First, timing. Japanese carriers calculate their surcharges off an average fuel price from an earlier window — a lag of several weeks — so the charge you pay this summer reflects fuel costs from the spring, when prices were higher. When fuel falls, in other words, the savings reach passengers only after a delay; the airlines revise the figure on a set schedule rather than in real time.
Second, the yen. Oil is priced in U.S. dollars, and the yen has been trading near multi-decade lows against the dollar. That means each barrel of fuel costs a Japanese airline far more in yen than the dollar price alone suggests, keeping surcharges elevated even as the dollar price of fuel comes down. The carriers cite both fuel costs and the currency in explaining the charges.
What it means for Southern California travelers
Los Angeles is one of the busiest U.S. gateways to Japan, so the surcharges land squarely on Angelenos planning summer trips. Other airlines flying the route add fuel surcharges of their own, though the amounts and formulas vary by carrier. The practical upshot: when comparing fares to Tokyo, look at the all-in price, not just the base fare, because the surcharge can add hundreds of dollars per traveler that a headline fare may not make obvious.
The outlook
There is some relief on the horizon.

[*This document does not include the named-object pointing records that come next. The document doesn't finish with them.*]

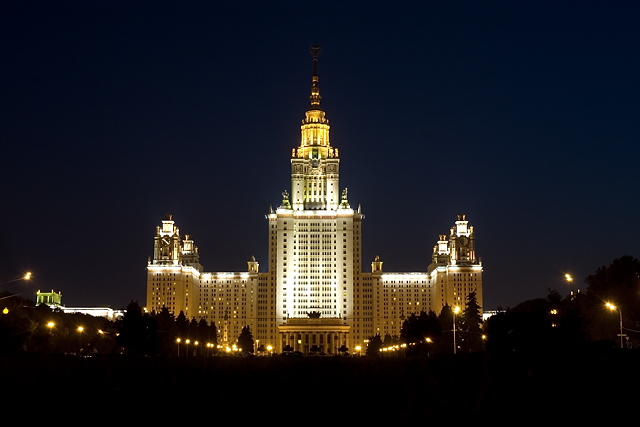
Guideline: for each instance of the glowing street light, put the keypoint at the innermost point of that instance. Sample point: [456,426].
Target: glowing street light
[456,310]
[569,279]
[613,307]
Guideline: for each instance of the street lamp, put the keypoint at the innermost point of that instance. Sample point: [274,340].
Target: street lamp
[456,310]
[80,329]
[613,307]
[569,279]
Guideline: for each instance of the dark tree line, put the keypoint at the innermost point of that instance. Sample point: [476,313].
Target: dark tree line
[575,321]
[158,333]
[428,333]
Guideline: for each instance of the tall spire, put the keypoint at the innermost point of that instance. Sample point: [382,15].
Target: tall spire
[315,90]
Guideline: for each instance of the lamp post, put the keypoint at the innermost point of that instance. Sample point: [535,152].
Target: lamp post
[569,279]
[613,307]
[80,329]
[455,311]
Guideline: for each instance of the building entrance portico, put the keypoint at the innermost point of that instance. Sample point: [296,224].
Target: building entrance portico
[308,335]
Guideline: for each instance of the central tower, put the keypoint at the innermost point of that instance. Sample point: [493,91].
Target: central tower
[314,241]
[314,164]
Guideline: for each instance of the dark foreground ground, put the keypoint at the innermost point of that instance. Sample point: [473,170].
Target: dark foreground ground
[497,389]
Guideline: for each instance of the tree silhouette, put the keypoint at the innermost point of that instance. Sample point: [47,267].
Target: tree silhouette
[245,339]
[471,325]
[138,332]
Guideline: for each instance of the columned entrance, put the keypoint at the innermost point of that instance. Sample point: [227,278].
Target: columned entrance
[319,335]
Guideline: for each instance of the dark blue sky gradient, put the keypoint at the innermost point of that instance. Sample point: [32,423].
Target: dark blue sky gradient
[524,116]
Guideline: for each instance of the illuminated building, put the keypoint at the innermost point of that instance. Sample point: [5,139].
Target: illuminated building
[314,293]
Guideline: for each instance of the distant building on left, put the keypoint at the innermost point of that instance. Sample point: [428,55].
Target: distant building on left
[54,300]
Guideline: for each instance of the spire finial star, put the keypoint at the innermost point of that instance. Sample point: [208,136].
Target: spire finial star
[315,90]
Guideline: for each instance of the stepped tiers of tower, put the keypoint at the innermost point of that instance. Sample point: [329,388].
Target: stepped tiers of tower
[313,292]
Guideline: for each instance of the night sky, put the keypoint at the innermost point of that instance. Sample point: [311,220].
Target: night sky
[522,115]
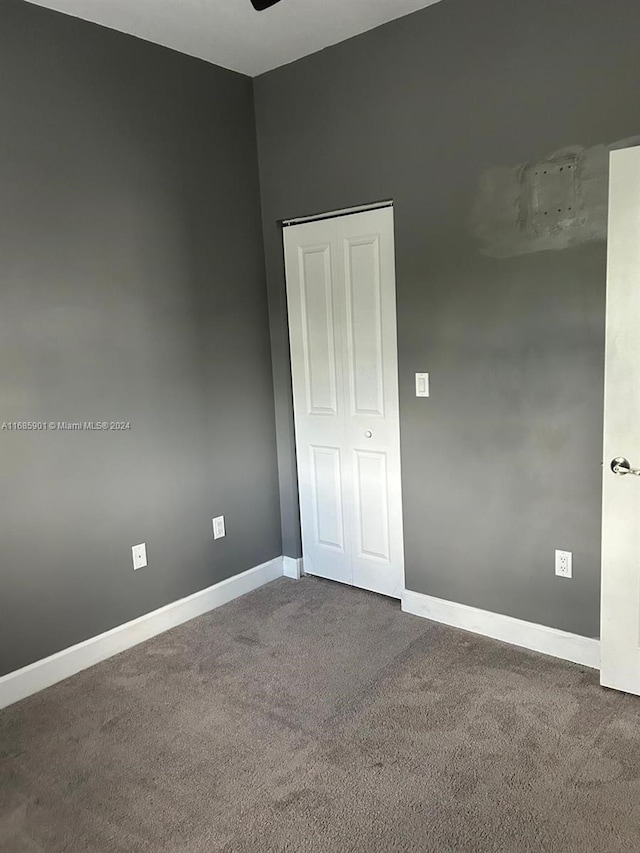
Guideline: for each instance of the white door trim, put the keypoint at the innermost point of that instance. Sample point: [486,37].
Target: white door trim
[345,211]
[620,597]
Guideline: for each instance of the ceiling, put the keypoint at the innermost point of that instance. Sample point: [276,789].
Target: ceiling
[231,34]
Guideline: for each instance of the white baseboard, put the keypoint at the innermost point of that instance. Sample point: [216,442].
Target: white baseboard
[527,635]
[43,673]
[292,567]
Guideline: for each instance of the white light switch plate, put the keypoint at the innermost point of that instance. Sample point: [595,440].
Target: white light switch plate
[422,384]
[139,556]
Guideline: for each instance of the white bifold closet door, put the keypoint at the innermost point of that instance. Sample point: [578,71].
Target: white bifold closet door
[342,325]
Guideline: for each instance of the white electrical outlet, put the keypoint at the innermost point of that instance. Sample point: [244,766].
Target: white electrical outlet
[563,564]
[422,384]
[139,556]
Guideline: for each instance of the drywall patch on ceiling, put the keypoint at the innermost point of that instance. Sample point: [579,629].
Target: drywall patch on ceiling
[232,34]
[559,202]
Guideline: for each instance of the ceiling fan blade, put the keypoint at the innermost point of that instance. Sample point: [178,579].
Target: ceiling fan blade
[261,5]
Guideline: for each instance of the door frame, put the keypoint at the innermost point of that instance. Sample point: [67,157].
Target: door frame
[334,214]
[620,590]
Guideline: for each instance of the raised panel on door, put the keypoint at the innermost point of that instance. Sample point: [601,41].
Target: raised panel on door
[318,338]
[364,325]
[371,505]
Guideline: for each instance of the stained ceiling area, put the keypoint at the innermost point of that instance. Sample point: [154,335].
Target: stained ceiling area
[232,34]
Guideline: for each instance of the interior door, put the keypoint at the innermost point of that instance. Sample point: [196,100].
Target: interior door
[620,611]
[342,326]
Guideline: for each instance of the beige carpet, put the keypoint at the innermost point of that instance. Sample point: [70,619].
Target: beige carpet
[308,716]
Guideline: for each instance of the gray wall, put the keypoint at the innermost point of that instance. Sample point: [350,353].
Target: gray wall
[131,288]
[502,464]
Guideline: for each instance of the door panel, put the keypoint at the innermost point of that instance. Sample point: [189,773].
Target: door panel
[317,330]
[372,505]
[327,496]
[364,330]
[342,327]
[620,611]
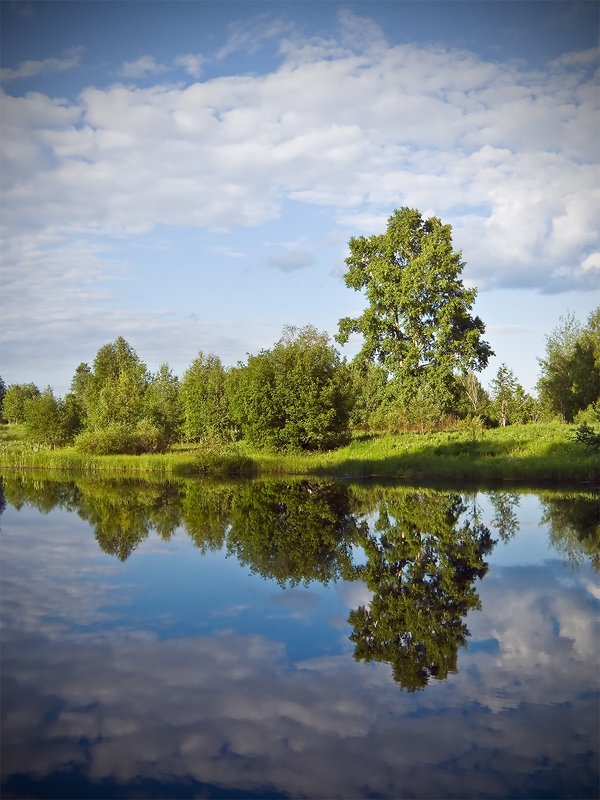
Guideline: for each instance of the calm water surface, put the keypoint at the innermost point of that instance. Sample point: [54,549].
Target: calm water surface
[297,639]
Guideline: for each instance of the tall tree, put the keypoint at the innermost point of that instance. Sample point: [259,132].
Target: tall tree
[297,395]
[2,393]
[15,400]
[423,558]
[570,372]
[162,403]
[417,323]
[509,400]
[51,420]
[204,403]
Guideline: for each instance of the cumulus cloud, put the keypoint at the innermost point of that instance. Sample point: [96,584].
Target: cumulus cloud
[351,124]
[292,259]
[30,68]
[141,67]
[92,690]
[192,63]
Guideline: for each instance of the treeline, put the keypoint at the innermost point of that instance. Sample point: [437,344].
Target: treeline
[422,350]
[298,395]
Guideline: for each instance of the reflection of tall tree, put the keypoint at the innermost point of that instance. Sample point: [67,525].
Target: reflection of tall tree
[294,532]
[206,508]
[573,522]
[123,511]
[422,561]
[33,488]
[505,519]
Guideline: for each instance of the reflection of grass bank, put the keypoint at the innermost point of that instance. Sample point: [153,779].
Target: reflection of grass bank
[525,453]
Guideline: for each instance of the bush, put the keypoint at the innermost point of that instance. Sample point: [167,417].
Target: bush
[296,396]
[587,436]
[589,415]
[120,438]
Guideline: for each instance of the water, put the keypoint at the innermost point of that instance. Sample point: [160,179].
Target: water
[297,639]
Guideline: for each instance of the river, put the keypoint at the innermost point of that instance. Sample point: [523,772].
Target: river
[297,638]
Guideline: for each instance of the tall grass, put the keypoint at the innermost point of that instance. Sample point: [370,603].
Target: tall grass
[541,454]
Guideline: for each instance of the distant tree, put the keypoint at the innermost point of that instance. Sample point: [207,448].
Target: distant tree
[15,400]
[417,323]
[162,405]
[473,398]
[509,401]
[204,402]
[294,532]
[422,560]
[297,395]
[369,386]
[2,393]
[116,386]
[570,372]
[50,420]
[113,394]
[79,387]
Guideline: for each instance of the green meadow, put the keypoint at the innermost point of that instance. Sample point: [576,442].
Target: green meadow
[543,454]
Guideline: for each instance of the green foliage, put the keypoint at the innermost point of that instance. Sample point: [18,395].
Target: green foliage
[369,390]
[204,402]
[417,324]
[296,396]
[162,405]
[570,379]
[15,399]
[115,388]
[587,436]
[589,415]
[50,420]
[122,437]
[509,402]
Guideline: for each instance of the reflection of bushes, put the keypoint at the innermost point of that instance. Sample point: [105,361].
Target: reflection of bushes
[294,532]
[205,513]
[573,522]
[422,562]
[423,553]
[122,512]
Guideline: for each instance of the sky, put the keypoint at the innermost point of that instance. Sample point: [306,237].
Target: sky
[187,175]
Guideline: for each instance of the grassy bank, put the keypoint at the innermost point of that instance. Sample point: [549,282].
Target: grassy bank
[540,454]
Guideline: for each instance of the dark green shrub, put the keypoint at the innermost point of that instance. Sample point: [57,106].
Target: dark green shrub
[587,436]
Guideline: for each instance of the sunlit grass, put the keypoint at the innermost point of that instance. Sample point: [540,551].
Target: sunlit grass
[525,453]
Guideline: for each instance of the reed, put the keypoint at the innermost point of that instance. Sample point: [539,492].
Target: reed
[541,454]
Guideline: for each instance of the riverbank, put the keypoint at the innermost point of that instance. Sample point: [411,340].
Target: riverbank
[540,454]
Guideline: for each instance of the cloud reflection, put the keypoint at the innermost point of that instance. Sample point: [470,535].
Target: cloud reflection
[233,711]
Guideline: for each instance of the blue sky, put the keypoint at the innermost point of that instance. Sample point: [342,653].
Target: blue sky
[188,174]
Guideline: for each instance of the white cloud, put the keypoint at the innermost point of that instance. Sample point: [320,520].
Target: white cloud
[142,67]
[292,259]
[29,69]
[350,124]
[191,63]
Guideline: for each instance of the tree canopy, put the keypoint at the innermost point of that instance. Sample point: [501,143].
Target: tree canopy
[296,395]
[417,323]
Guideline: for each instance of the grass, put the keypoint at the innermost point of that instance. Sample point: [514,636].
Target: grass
[527,454]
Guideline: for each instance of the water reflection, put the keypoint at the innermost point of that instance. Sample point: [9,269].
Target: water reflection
[249,697]
[422,562]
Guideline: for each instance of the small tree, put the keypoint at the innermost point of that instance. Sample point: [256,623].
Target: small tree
[2,393]
[204,402]
[162,405]
[50,420]
[15,400]
[297,395]
[570,372]
[417,323]
[510,402]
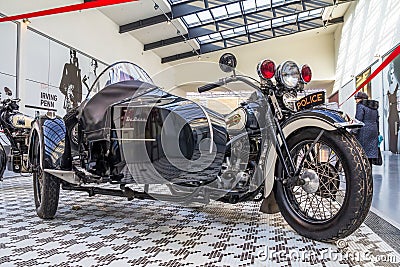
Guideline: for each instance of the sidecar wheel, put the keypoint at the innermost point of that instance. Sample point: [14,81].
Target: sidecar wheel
[337,194]
[46,187]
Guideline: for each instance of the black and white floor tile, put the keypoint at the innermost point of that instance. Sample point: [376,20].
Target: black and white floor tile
[111,231]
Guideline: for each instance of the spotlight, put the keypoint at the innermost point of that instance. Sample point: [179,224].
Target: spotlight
[26,21]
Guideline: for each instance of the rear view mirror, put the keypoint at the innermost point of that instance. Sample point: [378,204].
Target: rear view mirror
[8,91]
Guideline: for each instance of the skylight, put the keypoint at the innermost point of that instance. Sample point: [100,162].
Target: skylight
[260,26]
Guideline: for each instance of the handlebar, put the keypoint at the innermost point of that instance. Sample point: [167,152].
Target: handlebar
[221,82]
[210,86]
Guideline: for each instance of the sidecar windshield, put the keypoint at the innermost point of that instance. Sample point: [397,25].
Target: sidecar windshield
[118,72]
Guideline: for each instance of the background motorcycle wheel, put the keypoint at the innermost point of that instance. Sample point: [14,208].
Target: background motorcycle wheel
[46,187]
[71,123]
[344,189]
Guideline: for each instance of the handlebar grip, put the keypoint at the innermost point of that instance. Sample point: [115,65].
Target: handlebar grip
[209,86]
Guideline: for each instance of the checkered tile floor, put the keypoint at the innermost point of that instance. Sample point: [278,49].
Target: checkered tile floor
[110,231]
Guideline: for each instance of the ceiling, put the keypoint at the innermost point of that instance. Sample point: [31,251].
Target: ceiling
[178,29]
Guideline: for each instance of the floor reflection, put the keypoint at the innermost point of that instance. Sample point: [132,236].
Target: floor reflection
[386,197]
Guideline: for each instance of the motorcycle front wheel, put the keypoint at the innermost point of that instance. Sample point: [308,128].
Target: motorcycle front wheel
[334,192]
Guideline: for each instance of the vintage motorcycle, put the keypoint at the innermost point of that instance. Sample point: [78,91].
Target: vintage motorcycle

Because the surcharges are revised on a fixed cycle, later-summer and autumn bookings should begin to reflect the cheaper fuel of recent months — provided prices stay down and the yen doesn't weaken further. For now, though, travelers booking in the peak season are paying for the market as it looked in the spring. The specific yen figures cited here come from the airlines' published surcharge schedules and travel-industry reporting; exact amounts depend on route and booking date, so confirm the current surcharge when you buy.